A will is meant to ensure you take care of your family after you’re gone. If you don’t outline your wishes, the courts probably won’t spend much time guessing.
Only 44% of Americans have penned a plan for when they die. The rest, whether they intend or not, are usually leaving the distribution of their estate up to the courts. Each state has defined rules when it comes to passing on without a will, and they generally don’t involve trying to figure at what your wishes might have been.
Passing without a will is known as dying intestate, and it means the courts will divide your assets in very specific ways:
- Assets: New York has a path it usually follows if there are living relatives. The state has some precedent for distributing your assets to spouses, children, parents and siblings. The process is generally formulaic, and the only prerequisite is usually a familial relationship.
- Named: Plans like pensions, trusts or life insurance that have their own direction will likely stay on that path. If you haven’t designated a beneficiary, the judge could treat the accounts like your other assets.
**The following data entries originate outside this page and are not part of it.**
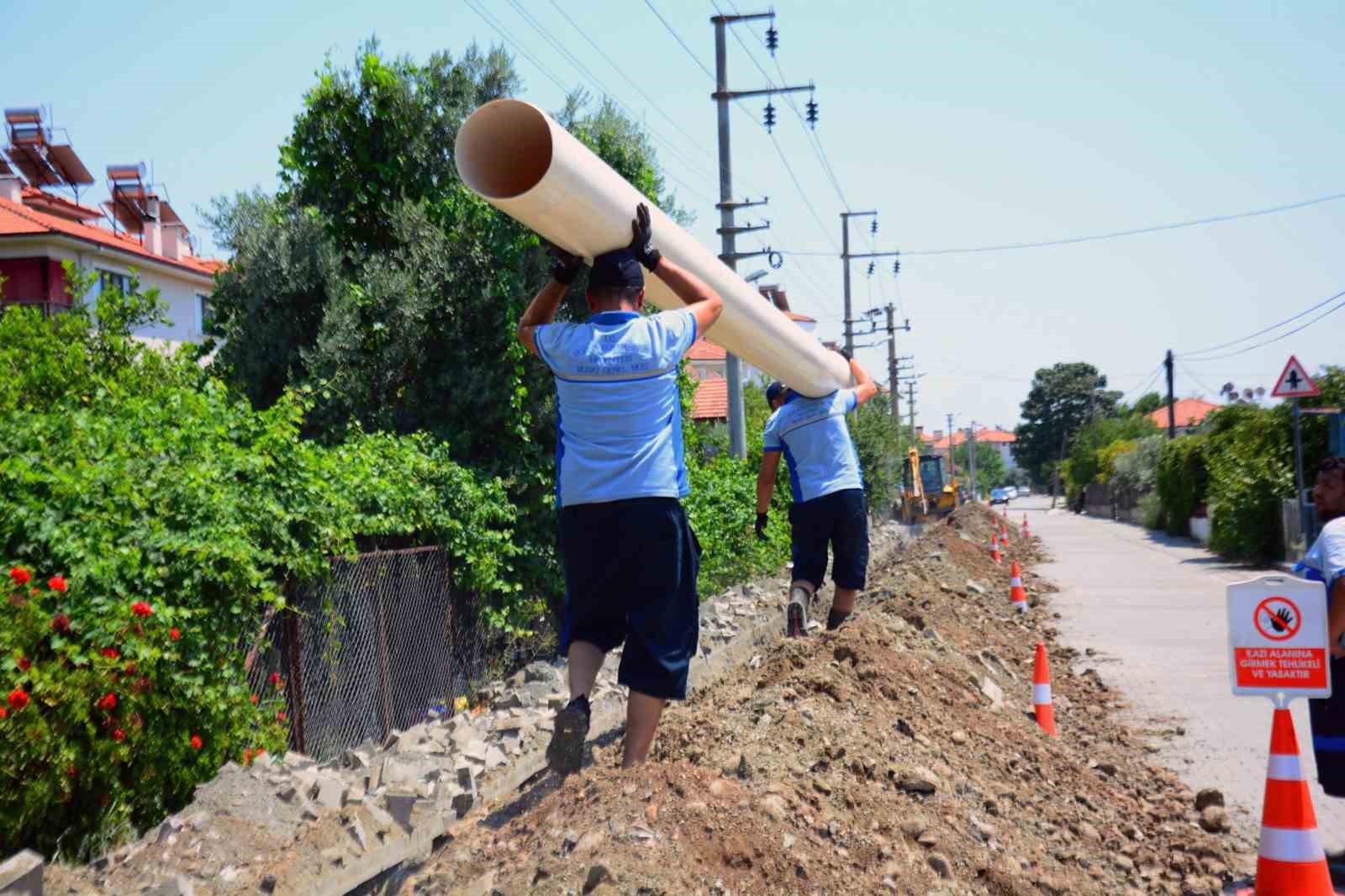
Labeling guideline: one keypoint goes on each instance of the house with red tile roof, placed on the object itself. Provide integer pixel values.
(136, 232)
(1188, 414)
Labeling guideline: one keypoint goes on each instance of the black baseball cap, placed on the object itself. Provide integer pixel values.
(618, 268)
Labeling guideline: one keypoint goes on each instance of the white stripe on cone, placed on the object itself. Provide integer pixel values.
(1290, 845)
(1284, 767)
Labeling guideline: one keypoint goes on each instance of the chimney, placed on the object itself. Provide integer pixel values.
(152, 235)
(175, 241)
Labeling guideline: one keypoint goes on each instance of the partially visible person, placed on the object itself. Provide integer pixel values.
(1325, 562)
(630, 556)
(829, 502)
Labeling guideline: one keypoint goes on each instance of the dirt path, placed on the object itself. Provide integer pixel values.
(898, 755)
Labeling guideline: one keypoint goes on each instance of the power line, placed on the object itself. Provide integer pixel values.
(1284, 335)
(1114, 235)
(1259, 333)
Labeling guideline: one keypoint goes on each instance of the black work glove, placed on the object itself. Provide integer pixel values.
(642, 239)
(567, 266)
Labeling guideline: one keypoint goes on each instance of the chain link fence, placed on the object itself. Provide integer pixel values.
(378, 646)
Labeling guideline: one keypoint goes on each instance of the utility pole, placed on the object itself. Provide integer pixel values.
(726, 206)
(845, 266)
(972, 456)
(1172, 407)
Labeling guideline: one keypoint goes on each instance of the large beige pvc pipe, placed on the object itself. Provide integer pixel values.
(529, 167)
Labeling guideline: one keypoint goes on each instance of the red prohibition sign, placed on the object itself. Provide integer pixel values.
(1278, 618)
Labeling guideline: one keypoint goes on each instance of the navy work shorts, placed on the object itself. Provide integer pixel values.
(1328, 717)
(840, 519)
(630, 576)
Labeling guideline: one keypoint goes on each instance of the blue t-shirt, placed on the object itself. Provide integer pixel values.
(619, 414)
(1325, 561)
(817, 443)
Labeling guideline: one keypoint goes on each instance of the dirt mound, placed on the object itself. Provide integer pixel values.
(898, 755)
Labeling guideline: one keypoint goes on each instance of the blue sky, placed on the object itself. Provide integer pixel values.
(963, 124)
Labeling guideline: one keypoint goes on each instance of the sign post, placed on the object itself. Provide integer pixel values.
(1278, 638)
(1295, 383)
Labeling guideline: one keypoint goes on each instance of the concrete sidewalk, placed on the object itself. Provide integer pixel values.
(1153, 609)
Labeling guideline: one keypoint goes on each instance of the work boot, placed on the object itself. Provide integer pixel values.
(797, 613)
(565, 752)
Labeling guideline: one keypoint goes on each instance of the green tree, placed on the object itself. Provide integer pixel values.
(992, 470)
(1062, 400)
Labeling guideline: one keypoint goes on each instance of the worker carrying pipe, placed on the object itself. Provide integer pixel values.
(829, 501)
(629, 552)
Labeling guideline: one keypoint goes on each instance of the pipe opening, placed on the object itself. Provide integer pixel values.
(504, 148)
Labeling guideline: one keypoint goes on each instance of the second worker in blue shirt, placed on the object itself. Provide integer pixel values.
(829, 503)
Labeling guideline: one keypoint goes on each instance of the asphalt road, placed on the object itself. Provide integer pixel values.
(1153, 609)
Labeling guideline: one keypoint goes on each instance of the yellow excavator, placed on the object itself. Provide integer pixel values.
(927, 490)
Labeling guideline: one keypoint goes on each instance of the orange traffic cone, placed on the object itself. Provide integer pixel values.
(1290, 860)
(1017, 593)
(1042, 692)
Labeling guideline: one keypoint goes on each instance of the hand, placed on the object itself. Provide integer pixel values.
(642, 239)
(567, 266)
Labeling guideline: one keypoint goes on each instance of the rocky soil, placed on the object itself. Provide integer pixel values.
(898, 755)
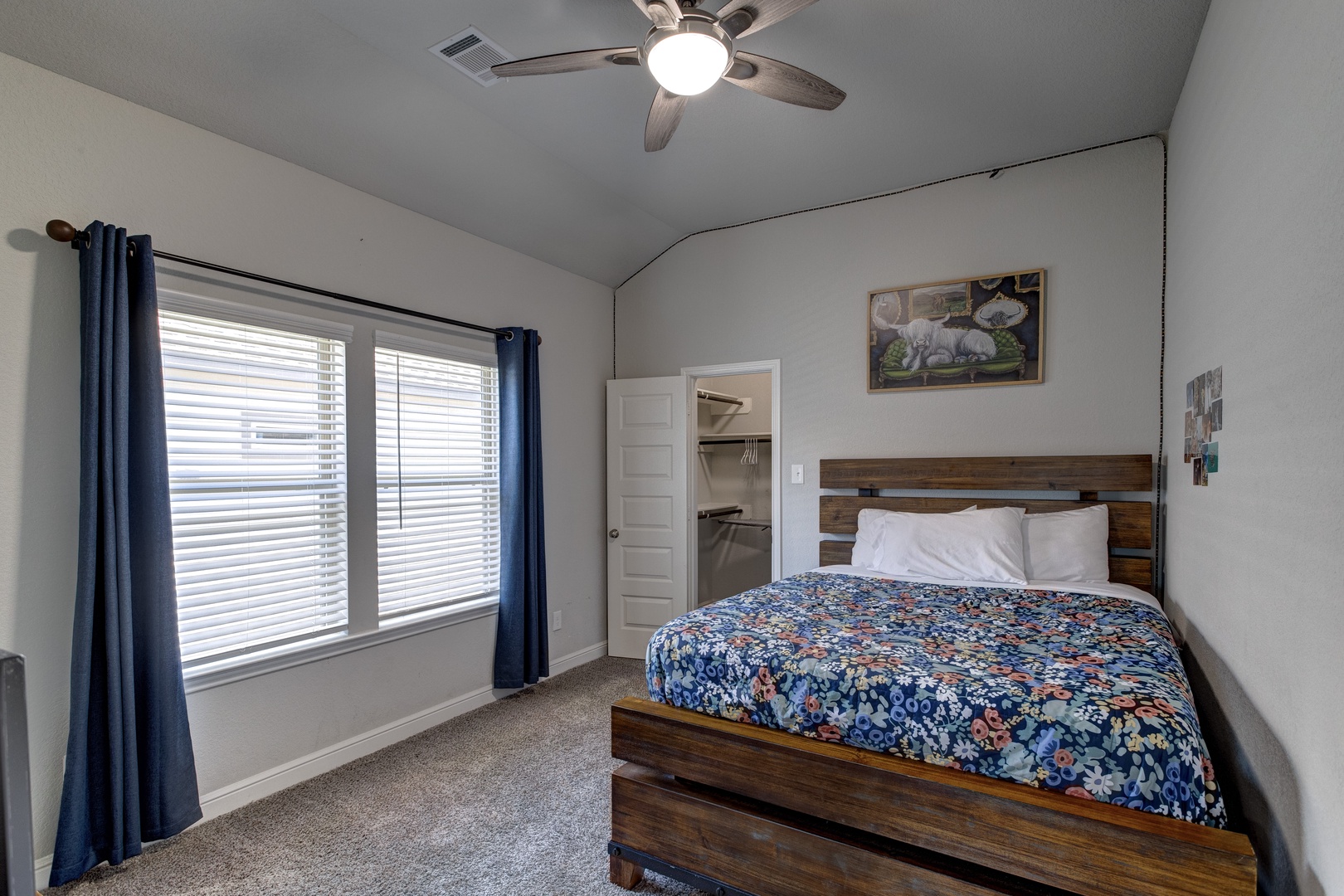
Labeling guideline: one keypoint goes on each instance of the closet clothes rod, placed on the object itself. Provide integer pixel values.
(63, 231)
(718, 397)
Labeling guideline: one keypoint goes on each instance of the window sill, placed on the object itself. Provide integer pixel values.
(240, 670)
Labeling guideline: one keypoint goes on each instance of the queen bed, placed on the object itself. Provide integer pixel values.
(850, 731)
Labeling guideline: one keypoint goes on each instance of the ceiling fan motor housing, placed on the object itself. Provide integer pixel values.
(694, 22)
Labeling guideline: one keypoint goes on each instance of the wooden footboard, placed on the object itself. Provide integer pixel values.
(841, 815)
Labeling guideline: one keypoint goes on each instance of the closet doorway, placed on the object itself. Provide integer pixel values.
(693, 494)
(734, 479)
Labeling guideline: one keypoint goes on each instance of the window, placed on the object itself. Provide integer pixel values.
(438, 499)
(257, 475)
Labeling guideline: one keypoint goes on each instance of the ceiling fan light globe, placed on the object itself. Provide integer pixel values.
(689, 62)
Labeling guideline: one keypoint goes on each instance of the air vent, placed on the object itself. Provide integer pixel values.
(472, 54)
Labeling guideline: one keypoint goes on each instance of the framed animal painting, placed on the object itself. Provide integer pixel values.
(990, 331)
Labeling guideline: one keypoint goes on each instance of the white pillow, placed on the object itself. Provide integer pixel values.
(869, 536)
(972, 546)
(1069, 546)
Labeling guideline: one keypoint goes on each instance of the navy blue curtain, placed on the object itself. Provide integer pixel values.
(520, 650)
(130, 774)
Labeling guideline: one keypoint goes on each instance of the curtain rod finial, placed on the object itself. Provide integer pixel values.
(62, 231)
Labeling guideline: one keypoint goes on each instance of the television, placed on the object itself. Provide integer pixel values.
(17, 876)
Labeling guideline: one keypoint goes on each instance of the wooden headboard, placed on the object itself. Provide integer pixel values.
(1131, 522)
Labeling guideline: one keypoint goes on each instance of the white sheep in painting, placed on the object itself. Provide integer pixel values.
(929, 344)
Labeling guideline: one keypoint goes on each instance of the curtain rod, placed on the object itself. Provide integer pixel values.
(63, 231)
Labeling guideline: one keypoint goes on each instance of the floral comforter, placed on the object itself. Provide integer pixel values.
(1070, 692)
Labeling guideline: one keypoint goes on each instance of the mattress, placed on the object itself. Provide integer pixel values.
(1064, 689)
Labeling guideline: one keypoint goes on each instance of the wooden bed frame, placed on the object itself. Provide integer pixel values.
(745, 811)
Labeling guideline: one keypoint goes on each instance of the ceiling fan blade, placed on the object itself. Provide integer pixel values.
(660, 12)
(763, 14)
(581, 61)
(665, 116)
(782, 80)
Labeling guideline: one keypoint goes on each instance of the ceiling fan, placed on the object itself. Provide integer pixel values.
(689, 50)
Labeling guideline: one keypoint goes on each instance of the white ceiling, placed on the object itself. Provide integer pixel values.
(554, 165)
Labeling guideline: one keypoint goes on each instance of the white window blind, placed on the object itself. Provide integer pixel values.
(438, 500)
(257, 473)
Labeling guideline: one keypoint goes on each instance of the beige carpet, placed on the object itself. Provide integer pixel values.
(511, 800)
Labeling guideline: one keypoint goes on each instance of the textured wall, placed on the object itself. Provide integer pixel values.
(796, 289)
(73, 152)
(1254, 561)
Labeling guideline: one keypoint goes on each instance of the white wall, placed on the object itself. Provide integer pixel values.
(797, 289)
(67, 151)
(1254, 559)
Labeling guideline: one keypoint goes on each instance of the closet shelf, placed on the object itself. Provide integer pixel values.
(728, 438)
(710, 511)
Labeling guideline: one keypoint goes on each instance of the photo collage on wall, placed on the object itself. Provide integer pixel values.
(1203, 418)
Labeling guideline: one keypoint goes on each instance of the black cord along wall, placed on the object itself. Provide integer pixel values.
(1159, 564)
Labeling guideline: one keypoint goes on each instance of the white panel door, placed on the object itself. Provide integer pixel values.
(647, 581)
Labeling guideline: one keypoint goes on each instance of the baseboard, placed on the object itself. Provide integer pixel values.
(299, 770)
(578, 659)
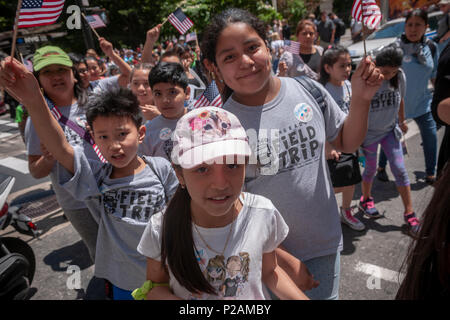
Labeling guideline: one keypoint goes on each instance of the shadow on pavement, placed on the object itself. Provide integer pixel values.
(76, 254)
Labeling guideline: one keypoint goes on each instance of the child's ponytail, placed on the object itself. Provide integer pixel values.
(177, 246)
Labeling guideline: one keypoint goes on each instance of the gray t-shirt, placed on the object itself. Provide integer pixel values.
(384, 107)
(342, 95)
(258, 229)
(76, 115)
(158, 134)
(288, 134)
(122, 208)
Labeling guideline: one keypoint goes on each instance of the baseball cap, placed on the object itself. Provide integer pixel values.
(206, 135)
(48, 55)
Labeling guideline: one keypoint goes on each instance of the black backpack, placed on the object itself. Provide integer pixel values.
(340, 27)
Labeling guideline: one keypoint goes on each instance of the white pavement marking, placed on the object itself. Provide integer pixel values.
(5, 135)
(15, 164)
(379, 272)
(413, 129)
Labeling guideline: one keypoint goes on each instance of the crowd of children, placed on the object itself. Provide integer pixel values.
(155, 187)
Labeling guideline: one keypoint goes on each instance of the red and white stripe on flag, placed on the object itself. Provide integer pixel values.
(292, 46)
(180, 21)
(35, 13)
(368, 12)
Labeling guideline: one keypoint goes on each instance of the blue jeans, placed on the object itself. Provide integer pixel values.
(427, 127)
(327, 270)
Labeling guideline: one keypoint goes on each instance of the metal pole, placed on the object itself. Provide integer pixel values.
(87, 33)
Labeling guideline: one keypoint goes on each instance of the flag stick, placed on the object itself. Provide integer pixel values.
(16, 27)
(93, 30)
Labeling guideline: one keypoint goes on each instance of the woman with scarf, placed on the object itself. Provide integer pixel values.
(307, 62)
(420, 60)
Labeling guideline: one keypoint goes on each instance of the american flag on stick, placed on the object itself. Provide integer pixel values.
(180, 21)
(35, 13)
(95, 21)
(368, 12)
(292, 46)
(210, 97)
(191, 37)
- Co-owned: Anything you hold jointly will generally go to the other party involved. A bank account or title that you share with someone else may simply proceed by removing your name, in terms of ownership.
Make sure your family is taken care of how you want, not how the state sees fit. Counting assets, analyzing needs and naming beneficiaries are all important parts of the process. If you want it done to your liking, you’ll likely need to put it in a will.